Critical business processes we are trying to protect:

  • Real-time data processing pipelines that provide timely insights for business operations.
  • Continuous data ingestion and processing for event-driven applications.
  • Reliable and accurate data analytics for decision-making.
  • Uninterrupted operation of Flink-based services that are critical for business continuity.

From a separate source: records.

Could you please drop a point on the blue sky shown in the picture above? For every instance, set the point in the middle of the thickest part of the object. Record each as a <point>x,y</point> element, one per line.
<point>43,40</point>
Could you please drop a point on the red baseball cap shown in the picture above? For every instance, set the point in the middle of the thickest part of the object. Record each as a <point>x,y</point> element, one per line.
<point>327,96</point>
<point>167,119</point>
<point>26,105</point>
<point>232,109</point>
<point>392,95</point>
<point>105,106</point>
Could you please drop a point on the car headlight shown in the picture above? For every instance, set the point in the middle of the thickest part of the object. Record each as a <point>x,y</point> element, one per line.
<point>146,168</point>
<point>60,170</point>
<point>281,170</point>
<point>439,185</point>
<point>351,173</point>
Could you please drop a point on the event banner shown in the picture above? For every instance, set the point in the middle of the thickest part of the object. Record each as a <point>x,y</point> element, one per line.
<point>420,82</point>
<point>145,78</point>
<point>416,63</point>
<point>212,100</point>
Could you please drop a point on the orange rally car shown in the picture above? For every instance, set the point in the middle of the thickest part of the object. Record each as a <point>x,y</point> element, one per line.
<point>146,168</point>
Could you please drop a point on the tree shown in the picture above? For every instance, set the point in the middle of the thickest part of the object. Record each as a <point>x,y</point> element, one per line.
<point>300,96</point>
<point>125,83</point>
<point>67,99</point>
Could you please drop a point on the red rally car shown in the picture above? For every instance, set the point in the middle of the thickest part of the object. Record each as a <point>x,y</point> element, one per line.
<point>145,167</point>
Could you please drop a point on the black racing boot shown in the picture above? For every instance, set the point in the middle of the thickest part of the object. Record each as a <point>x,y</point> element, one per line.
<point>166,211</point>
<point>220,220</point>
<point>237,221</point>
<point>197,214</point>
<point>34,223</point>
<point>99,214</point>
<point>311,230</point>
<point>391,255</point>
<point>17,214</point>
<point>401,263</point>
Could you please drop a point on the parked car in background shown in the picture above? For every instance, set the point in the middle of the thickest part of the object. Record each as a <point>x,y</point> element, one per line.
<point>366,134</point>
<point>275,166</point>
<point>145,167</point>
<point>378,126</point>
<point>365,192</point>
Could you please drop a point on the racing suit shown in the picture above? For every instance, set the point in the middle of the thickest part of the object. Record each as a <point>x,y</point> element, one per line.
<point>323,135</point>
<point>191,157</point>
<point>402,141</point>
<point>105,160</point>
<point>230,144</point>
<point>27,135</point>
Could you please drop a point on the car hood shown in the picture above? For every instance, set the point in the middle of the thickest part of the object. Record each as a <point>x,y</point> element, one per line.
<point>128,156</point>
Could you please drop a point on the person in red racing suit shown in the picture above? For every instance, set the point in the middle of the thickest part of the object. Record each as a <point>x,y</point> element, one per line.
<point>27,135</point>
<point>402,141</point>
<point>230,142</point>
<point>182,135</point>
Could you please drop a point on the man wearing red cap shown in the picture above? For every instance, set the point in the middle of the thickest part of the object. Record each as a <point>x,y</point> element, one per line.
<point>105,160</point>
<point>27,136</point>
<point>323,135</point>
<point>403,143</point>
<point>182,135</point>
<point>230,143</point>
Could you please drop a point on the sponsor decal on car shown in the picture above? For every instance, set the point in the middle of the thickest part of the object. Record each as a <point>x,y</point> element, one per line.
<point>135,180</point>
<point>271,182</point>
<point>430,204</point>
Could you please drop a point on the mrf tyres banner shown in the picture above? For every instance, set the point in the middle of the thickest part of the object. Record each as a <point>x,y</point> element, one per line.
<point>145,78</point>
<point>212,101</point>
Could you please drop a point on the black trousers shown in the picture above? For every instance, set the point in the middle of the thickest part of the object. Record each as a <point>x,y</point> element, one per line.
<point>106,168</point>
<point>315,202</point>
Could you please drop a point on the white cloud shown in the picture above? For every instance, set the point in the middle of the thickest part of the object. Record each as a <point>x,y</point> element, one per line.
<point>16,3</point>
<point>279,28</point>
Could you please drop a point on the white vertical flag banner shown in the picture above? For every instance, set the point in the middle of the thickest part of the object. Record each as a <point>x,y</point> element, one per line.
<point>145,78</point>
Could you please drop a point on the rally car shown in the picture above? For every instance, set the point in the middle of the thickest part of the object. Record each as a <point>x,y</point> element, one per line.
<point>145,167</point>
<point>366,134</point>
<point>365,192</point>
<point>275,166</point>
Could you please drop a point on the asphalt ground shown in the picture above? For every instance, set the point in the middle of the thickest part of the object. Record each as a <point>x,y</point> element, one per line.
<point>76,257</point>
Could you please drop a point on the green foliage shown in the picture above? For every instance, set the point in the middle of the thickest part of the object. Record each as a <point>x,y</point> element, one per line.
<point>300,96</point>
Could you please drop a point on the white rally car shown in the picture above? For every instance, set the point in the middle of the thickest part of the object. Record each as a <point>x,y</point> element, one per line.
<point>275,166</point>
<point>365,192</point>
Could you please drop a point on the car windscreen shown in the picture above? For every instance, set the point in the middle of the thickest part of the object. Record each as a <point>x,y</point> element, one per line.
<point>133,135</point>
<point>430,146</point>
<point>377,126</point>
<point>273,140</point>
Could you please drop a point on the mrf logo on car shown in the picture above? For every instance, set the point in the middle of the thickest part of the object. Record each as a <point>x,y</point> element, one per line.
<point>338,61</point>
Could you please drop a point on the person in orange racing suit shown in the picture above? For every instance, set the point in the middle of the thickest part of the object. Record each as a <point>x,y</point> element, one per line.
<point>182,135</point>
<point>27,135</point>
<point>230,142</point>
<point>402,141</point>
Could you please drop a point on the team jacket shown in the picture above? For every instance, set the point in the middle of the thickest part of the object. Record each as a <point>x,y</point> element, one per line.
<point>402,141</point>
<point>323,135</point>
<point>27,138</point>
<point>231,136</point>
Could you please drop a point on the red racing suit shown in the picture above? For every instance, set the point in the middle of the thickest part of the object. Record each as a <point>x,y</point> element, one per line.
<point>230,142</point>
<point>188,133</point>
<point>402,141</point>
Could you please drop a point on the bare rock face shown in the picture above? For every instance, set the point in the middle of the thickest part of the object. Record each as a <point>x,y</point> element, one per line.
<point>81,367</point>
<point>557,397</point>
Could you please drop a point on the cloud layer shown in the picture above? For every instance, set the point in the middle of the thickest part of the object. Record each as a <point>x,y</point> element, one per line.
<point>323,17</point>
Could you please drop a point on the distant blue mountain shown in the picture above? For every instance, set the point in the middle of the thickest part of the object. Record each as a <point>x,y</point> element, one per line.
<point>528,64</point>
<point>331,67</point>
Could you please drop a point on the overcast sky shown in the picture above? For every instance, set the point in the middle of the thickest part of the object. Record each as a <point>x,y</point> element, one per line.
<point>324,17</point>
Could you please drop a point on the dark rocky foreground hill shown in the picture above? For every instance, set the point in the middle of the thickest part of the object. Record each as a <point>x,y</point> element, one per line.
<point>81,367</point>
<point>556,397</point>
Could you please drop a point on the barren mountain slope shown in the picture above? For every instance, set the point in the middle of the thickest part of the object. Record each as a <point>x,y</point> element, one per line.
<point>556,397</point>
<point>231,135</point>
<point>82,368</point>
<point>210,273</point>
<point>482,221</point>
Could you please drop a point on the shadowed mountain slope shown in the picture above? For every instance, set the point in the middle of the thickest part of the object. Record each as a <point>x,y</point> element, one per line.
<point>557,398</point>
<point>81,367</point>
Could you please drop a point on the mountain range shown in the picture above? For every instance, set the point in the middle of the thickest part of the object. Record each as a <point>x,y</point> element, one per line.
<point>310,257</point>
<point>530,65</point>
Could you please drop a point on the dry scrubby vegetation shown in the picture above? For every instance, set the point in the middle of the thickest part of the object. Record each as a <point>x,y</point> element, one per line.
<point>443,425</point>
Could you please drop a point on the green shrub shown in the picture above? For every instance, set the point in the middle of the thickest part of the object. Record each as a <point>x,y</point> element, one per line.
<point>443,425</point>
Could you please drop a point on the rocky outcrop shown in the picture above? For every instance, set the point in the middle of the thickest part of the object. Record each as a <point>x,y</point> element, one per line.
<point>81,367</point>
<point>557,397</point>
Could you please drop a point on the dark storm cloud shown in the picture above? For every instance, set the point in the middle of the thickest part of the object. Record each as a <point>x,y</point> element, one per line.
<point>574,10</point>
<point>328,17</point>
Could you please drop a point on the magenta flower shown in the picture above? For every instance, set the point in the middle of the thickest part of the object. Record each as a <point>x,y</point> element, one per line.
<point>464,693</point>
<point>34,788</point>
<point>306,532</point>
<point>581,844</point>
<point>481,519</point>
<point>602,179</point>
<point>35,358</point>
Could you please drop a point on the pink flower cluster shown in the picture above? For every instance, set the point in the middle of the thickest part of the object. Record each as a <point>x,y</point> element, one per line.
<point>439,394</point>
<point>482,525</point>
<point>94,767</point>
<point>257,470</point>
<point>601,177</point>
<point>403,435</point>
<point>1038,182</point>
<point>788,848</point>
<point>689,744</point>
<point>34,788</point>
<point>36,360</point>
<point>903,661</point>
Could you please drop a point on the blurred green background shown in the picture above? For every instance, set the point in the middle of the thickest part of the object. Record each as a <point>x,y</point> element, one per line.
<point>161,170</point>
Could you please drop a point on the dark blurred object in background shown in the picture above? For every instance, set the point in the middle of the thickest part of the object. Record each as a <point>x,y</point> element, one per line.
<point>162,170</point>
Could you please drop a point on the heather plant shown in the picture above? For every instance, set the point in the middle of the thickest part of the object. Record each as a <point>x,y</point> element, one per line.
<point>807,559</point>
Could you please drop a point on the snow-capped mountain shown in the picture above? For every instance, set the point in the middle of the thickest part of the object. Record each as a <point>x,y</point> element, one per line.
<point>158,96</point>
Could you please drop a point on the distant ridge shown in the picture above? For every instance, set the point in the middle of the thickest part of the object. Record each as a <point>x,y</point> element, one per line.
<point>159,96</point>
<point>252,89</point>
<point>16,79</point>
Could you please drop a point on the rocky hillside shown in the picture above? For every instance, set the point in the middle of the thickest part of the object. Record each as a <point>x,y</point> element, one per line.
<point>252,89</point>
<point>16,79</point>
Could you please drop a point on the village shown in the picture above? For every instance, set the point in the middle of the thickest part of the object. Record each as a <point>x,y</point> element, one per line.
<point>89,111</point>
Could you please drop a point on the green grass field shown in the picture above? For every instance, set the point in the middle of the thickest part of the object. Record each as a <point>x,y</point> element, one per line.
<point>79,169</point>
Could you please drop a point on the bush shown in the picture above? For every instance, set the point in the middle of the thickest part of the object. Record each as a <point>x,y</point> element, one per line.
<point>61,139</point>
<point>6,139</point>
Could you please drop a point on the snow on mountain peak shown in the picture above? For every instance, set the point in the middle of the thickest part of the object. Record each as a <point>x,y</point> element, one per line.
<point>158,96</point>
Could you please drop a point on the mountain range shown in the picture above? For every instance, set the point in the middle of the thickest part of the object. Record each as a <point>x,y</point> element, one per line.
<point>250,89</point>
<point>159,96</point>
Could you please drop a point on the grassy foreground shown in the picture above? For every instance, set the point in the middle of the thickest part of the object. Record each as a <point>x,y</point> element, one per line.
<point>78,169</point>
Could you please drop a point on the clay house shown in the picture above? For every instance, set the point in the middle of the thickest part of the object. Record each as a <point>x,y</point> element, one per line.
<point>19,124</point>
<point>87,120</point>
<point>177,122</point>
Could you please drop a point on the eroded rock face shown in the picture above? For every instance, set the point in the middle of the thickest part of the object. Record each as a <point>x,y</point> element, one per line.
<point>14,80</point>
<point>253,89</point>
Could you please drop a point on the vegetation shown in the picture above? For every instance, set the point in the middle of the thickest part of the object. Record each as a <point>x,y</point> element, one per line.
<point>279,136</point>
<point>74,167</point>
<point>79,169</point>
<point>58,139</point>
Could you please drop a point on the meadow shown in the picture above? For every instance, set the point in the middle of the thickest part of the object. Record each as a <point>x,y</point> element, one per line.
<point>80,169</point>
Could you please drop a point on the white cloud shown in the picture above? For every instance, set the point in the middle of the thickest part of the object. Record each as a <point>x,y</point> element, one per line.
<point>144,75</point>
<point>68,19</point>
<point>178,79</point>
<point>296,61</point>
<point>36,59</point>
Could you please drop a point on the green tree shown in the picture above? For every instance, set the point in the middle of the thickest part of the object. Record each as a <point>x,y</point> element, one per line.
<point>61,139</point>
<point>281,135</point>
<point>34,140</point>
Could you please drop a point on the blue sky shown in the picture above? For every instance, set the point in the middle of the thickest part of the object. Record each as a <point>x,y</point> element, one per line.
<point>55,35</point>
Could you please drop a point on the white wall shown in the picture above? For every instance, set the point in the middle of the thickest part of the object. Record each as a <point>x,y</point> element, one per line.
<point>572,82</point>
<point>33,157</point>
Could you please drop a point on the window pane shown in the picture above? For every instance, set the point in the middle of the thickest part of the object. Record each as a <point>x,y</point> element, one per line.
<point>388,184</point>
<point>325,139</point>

Data we are trying to protect and their sensitivity:

  • Streaming data: Sensitivity depends on the application. Could include personally identifiable information (PII), financial data, or confidential business data. Sensitivity level can range from low to high.
  • Application state: Contains intermediate processing results and stateful information. Sensitivity depends on the data being processed. Could be medium to high sensitivity if it reflects sensitive data.
  • Configuration data: Includes cluster configuration, job definitions, and credentials. High sensitivity as it can be used to compromise the system.
  • Logs: Can contain operational information, debugging data, and potentially sensitive data depending on logging configuration. Sensitivity level can range from low to medium.
  • Metrics: Performance and health metrics of the Flink cluster and applications. Low sensitivity in general, but can reveal operational patterns.

QUESTIONS & ASSUMPTIONS

Questions:

  • What is the specific use case for Apache Flink in your organization? Understanding the use case will help tailor security requirements and design considerations.
  • What type of data will be processed by Flink, and what is its sensitivity level? This will determine the necessary data protection measures.
  • What are the compliance requirements for data processing in your organization (e.g., GDPR, HIPAA, PCI DSS)? Compliance requirements will influence security controls and architecture design.
  • What is the expected scale and performance requirements for the Flink deployment? Scale and performance needs will impact infrastructure and security design.
  • What is the existing security infrastructure and tooling available in your organization? Leveraging existing security tools and infrastructure can improve efficiency and reduce costs.

Assumptions:

  • BUSINESS POSTURE: The primary business goal is to leverage real-time data processing for improved business insights and operational efficiency. High availability and data integrity are critical business requirements.
  • SECURITY POSTURE: Security is a significant concern, and the organization aims to implement reasonable security controls to protect data and infrastructure. A risk-based approach to security is preferred, balancing security needs with operational feasibility. Secure software development lifecycle practices are considered important.
  • DESIGN: The Flink deployment will be containerized and orchestrated using Kubernetes in a cloud environment. Standard open-source security best practices will be followed. The focus is on securing the Flink platform and applications against common threats.